The great war for New Zealand is essentially the story of the Tainui people who trace their ancestry back to the arrival of the first Tainui waka in Aotearoa New Zealand. The author’s research contributes significantly to the increasing body of knowledge which provides alternative scripts to the official colonial government version of the history of the land wars. The colonial version dominated New Zealand history books for over 100 years and placed key responsibility for the war on Māori. The great war for New Zealand does not hesitate to ask the important questions which challenge the validity of accepted notions on, for example, the outcome of key battles such as Rangiriri and Ōrākau.

 
O’Malley’s book frequently references other noted authors on the New Zealand wars including: James Cowan, whose first-hand accounts by both British Army and Māori veterans provide unique content (his father was a military settler and Cowan grew up on confiscated Māori land in Ōrākau); James Belich for his controversial re-interpretion of events which provided a strong Māori voice on the war, and John Eldon Gorst for his wealth of contemporary insights in his book on the Māori King.

The book contains much original source material and includes extensive endnotes to corroborate the text. The comprehensive bibliography is, in itself, a work of art: a scarily vast repository of sources on the land wars. The many illustrations provide an alternative visual narrative of their own. Of special interest are the evocative early photographs and Lindauer’s Maori portraits.


O’Malley provides an in-depth account of the conflict from the background of early, friendly relations between the British and Waikato Māori; the rapid increase in the European population; loss of Māori land; the establishment of the Kingitanga; the path to war and its bitter aftermath of raupatu. He outlines the many decades in the struggle for Māori to reclaim their lands through non-violent means such as the passive resistance strategies used at Parihaka. The author concludes with the signing of the Raupatu Claims Settlement Act of 1995. The act was signed into legislation by the Queen and included an apology to Tainui from the Crown for the invasion of the Waikato and the wrongful confiscation of their lands.


One of the author’s greatest strengths is his portrayal of the key protagonists: Governor George Grey, the Māori King Tawhiao, Rangatira Rewi Maniapoto and Wiremu Tamihana, and the British Commander General Duncan Cameron.

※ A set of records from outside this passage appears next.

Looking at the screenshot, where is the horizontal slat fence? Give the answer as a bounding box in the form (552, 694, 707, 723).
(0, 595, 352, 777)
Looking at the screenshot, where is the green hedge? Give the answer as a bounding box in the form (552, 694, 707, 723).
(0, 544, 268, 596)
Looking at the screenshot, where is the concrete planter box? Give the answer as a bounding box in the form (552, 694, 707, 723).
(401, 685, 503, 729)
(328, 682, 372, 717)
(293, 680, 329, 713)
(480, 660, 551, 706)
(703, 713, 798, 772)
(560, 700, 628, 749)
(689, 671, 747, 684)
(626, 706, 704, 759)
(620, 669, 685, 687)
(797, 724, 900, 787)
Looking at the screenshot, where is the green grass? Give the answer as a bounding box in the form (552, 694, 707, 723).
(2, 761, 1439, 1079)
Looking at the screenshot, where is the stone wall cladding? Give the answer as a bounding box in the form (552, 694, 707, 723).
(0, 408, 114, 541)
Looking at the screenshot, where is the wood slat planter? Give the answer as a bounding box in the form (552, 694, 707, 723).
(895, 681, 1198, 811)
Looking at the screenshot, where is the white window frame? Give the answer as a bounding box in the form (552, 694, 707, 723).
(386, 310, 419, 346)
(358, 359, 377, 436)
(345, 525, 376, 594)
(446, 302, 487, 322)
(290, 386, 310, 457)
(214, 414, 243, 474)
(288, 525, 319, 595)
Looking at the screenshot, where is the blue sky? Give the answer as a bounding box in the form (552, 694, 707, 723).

O’Malley places most of the responsibility for the war directly on to Grey. He portrays the Governor as a ruthless ‘natural autocrat’ with a Machiavellian level of manipulation and power-mongering which is almost off the scale. Grey is depicted as both provoking and exaggerating the threat of an imminent Kingitanga attack on Auckland. This ‘threat’ was then used to secure more troops, funding and artillery from the Colonial Office to pursue his own agenda of an invasion of the Waikato to crush the Kingitanga movement. At one stage there were more British Imperial Army troops stationed in this tiny colonial outpost than there were in the whole of the Indian subcontinent of the British Raj colonial era. From the moment Grey had arrived back in the country there was an overwhelming sense of inevitable slide into full scale war. The author claims that Grey and his government had a clear choice at many points to choose between peace or war. Māori wanted peace. Grey chose war.


 
The great war for New Zealand, Waikato 1800-2000 is a ground-breaking book which confirms Vincent O’Malley as not only one of our most authoritative research historians but also a great storyteller. This book is taonga.